El interprete mexicano lo vendía como un magnate español que quería comprar el estudio
A los 13 años se fue a trabajar de camarero en A Coruña . A los 15, con una maleta de madera que le hizo un carpintero de A Fonsagrada, emigró a L´Hospitalet como todos los de su ayuntamiento. Limpió un taller para pagar la pensión, un gallego lo llevó a una empresa de recambios, otro a una multinacional de bujías, a la vez que vendía seguros, libros y fincas los fines de semana. Antes de ir a la mili, y con una discoteca en marcha, ya dependían de él una treintena de personas.

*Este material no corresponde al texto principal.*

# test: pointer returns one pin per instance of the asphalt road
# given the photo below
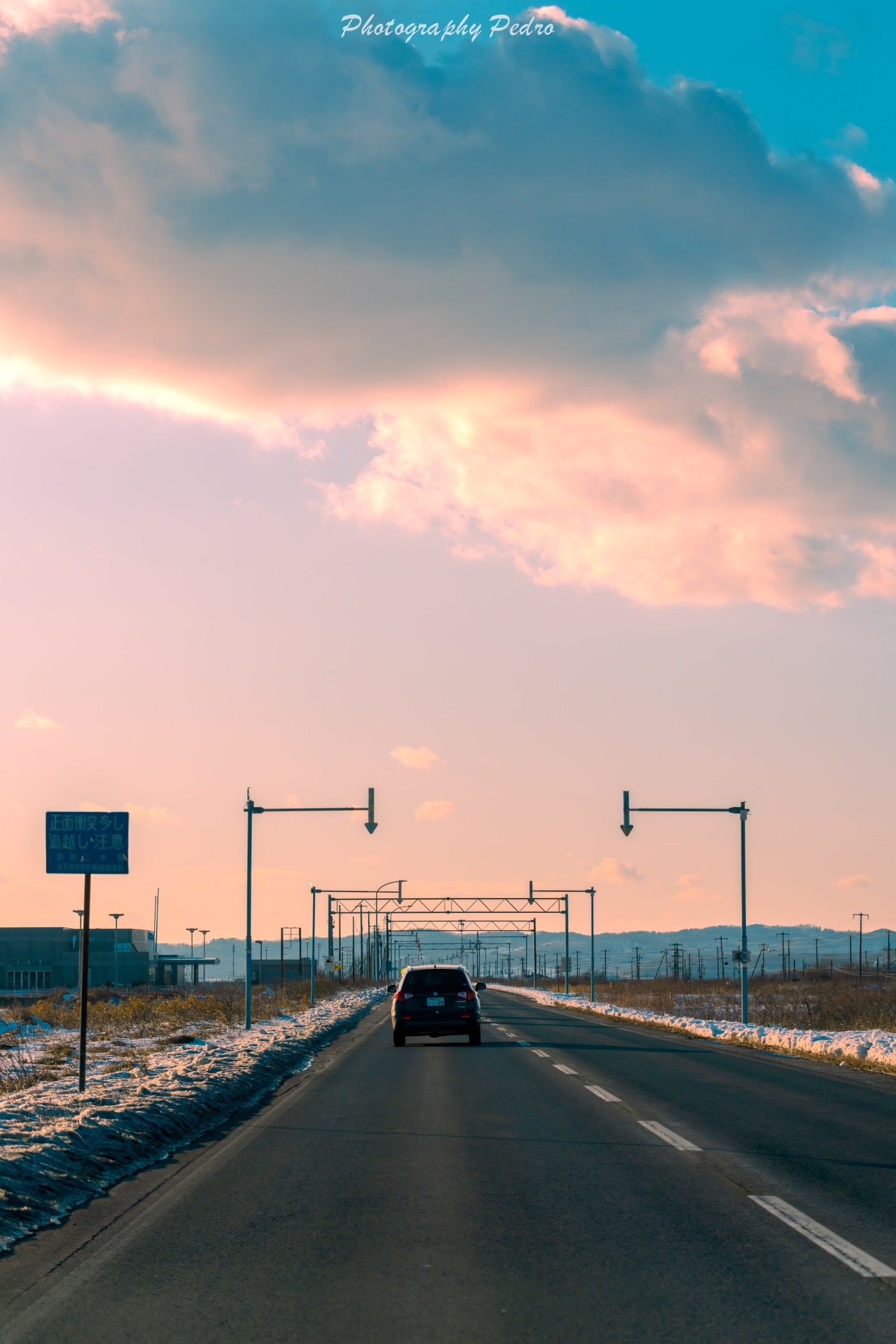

Pero Julio Fernández había hecho teatro y todas las horas que su pequeño imperio inmobiliario le dejaba libres las pasaba en el cine. Tras dos crisis del ladrillo le hablaron del videojuego. “Permitía ver cine en casa. Me planté en Londres y me pareció la leche”. Después en Los Ángeles sin papa de inglés para comprar 700 películas con las que hizo “buenas operaciones con autonómicas y teles privadas”. El interprete mexicano lo vendía como un magnate español que quería comprar el estudio. “Creo que caí simpático porque a todos les contaba lo que hacía de pequeño en mi aldea”. El capo de Filmax y de Brent Entertainment, con más de 400 empleados y 60 películas producidas a esa altura del carrete, tiene una fábrica de botillo y sale en la fotografía de Xurxo Lobato dando de comer a las vacas la hierba que ha cortado en Cereixido, hasta donde llevó a Ornella Muti y a Elsa Pataki a rodar una película. Un guion.